Derby Day Tales: THE FIRST TIME (Part III)

My first East Midlands derby took place in our last season in the top flight. If you need some context to make you shudder, Tony Dorigo scored against us for Derby. If you are unsure who Tony Dorigo is then it only reinforces the point that it was a long, long time ago.

I’d started to attend games regularly the season before and witnessed us get promoted six months prior but I’d yet to experience anything with intensity quite like this. Derby were in town.

It was a Monday evening kick-off live on TV in November. I insisted on wearing my Forest shirt over the top of my coat because things like that mattered to an excited 13 year old. It did then anyway. Thinking about it you don’t see much of this anymore.

Walking past Nottingham Station with my older brother and some of his pals I got my first glimpse of the enemy. A group of Derby fans had been rounded up off their train and were being marched down towards London Road via the back streets.

This small escort crossed our path and we somehow ended up inside it. I remember thinking this was quite amusing and felt no danger until a police office screamed to his colleague (and I do mean screamed): GET THEM OUT OF HERE’.
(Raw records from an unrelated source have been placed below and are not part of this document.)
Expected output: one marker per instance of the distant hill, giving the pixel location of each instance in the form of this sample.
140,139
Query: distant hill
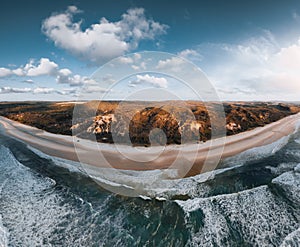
171,117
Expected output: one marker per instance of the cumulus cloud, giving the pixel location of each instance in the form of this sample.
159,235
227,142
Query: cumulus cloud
49,68
190,54
257,69
159,82
173,63
74,80
37,90
43,67
5,72
104,40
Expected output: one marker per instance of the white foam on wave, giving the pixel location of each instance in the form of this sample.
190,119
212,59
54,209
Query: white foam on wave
4,233
257,153
253,214
159,183
293,239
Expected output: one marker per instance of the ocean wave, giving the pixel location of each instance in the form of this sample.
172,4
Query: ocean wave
4,234
159,183
251,217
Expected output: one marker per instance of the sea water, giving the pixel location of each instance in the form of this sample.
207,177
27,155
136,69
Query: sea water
251,200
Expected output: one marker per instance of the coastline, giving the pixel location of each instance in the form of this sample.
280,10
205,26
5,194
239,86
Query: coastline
62,146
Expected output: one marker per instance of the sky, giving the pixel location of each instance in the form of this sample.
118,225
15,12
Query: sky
50,50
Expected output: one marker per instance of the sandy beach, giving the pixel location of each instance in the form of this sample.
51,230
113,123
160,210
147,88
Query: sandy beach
129,158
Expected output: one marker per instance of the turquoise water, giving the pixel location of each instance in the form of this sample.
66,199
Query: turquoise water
252,200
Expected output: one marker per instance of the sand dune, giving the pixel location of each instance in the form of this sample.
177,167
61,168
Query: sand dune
196,158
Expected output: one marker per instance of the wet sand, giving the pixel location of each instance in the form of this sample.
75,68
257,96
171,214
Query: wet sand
201,157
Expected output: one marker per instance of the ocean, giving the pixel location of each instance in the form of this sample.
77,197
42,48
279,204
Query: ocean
251,200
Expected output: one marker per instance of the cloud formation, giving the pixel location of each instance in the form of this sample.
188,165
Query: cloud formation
159,82
45,67
257,69
104,40
37,90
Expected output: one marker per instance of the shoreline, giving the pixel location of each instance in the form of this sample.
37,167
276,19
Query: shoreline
206,155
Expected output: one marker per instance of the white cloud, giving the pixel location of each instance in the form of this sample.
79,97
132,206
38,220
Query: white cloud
257,69
43,67
173,63
190,54
4,90
5,72
160,82
49,68
74,80
104,40
37,90
29,81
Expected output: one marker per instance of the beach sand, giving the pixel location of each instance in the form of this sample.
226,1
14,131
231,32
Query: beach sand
201,157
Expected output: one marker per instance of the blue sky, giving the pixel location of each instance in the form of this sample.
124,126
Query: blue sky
250,50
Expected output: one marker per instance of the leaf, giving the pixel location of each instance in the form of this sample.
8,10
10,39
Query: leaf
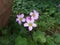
57,38
50,41
39,36
20,41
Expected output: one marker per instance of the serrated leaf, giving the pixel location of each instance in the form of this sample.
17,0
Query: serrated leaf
20,41
39,36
The Trent End was humming along like I had never seen before. The entire ground was the same although it was far from a sell-out, even with 4,000 away fans. That seems disappointing looking back now but we hardly sold out any games that season – the 1-8 against United we definitely did, perhaps the 2-2 with the Scousers, but not many. Some context, however, is needed here. The club was crippled by the ownership of Nigel Wray and Irving Scholar and fans had revolted after a catastrophic summer which still haunts the club to this day in my opinion.

Forest were also anchored to the foot of the table although it didn’t appear to matter to anyone inside The City Ground that night.

As the game began I was absorbed into the atmosphere and the… desperation. I’d get used to the game-long ache of nerves in the years to come that accompany these fixtures but my youthful naivety and enthusiasm were more than enough to overcome any worries on this occasion.

I was particularly fond of the anti-Derby rhetoric that dominated much of the noise early on. I heard a new song which I instantly adored and would share the following day with my school mates:

‘Forever and ever,

We’ll follow our team,

We’re Nottingham Forest, we rule supreme,

We’ll never be mastered,

By you Derby bastards,

We’ll keep the Red flag flying high…’

I can recall hearing this at Hillsborough a few weeks later in what was my first ever away game. But this time ‘Derby’ was replaced by ‘Yorkshire’. Until then I had figured this was exclusively a Derby bashing song and was amazed by the genius of switching it each time to our opponents. The simple joy that can be found at that age!

The game was a pretty good one but it really sprang into life during the second half with all four goals coming in fifteen minutes. That man Dorigo opened the scoring from the penalty spot after Dean Strurridge was tripped by Thierry Bonalair. Cue despair and heartache which lasted all of one minute before Dougie Freedman pounced to level the score. Now the flip side as joy and wild celebration ripped through the ground.

Five minutes later and the place erupted when Pierre Van Hooijdonk nodded in from a corner.

Pierre had recently returned from his infamous strike and this was his first goal since he had ended his exile. He ran to celebrate in front of the Trent End but not one of his team mates joined him; they instead had their own celebration. Van Hooijdonk was belatedly greeted by Bonalair and Nigel Quashie but the point had been made.

Not that any of the supporters cared about this in the moment, you understand. We were all going bonkers. I had been lifted into the air by my brother and could witness from up high the scale of the delight across the upper Trent End. Over twenty years on and I can still recall someone from the rows behind violently patting my head in the midst of the celebration.

Just watching the footage back and I’m bemused to hear goal music played. It seems an odd decision, having just taken the lead against your closest rivals, to blast out bloody ‘Walking On Sunshine’!

Sadly Derby did find an equaliser ten minutes on from this and the game finished 2-2. It was crushing but the night remained a thrilling one for me all the same. While the memories of what unfolded on the pitch fade with time the moments in the build-up and in the stands still flicker vividly. For me, it is those moments that make these derby days so special.

While I wasn’t there at the away game later in the season when we fell to a 1-0 defeat I have been present at every single encounter since then. Many low points and some incredible games mixed with the most sacred of moments. Johnson, Earnshaw, Hobbs, Osborn, Oliveira, Benaloune. And the rest.

When football does return and if Saturday’s scheduled game does happen at some point, I do hope I and everybody else can be there to witness it. It is supporters that create these occasions and, while safety must absolutely remain paramount, this fixture in particular would be oh so hollow without us.

In the stupid words of Joe Kinnear I fear it would become ”just another game.”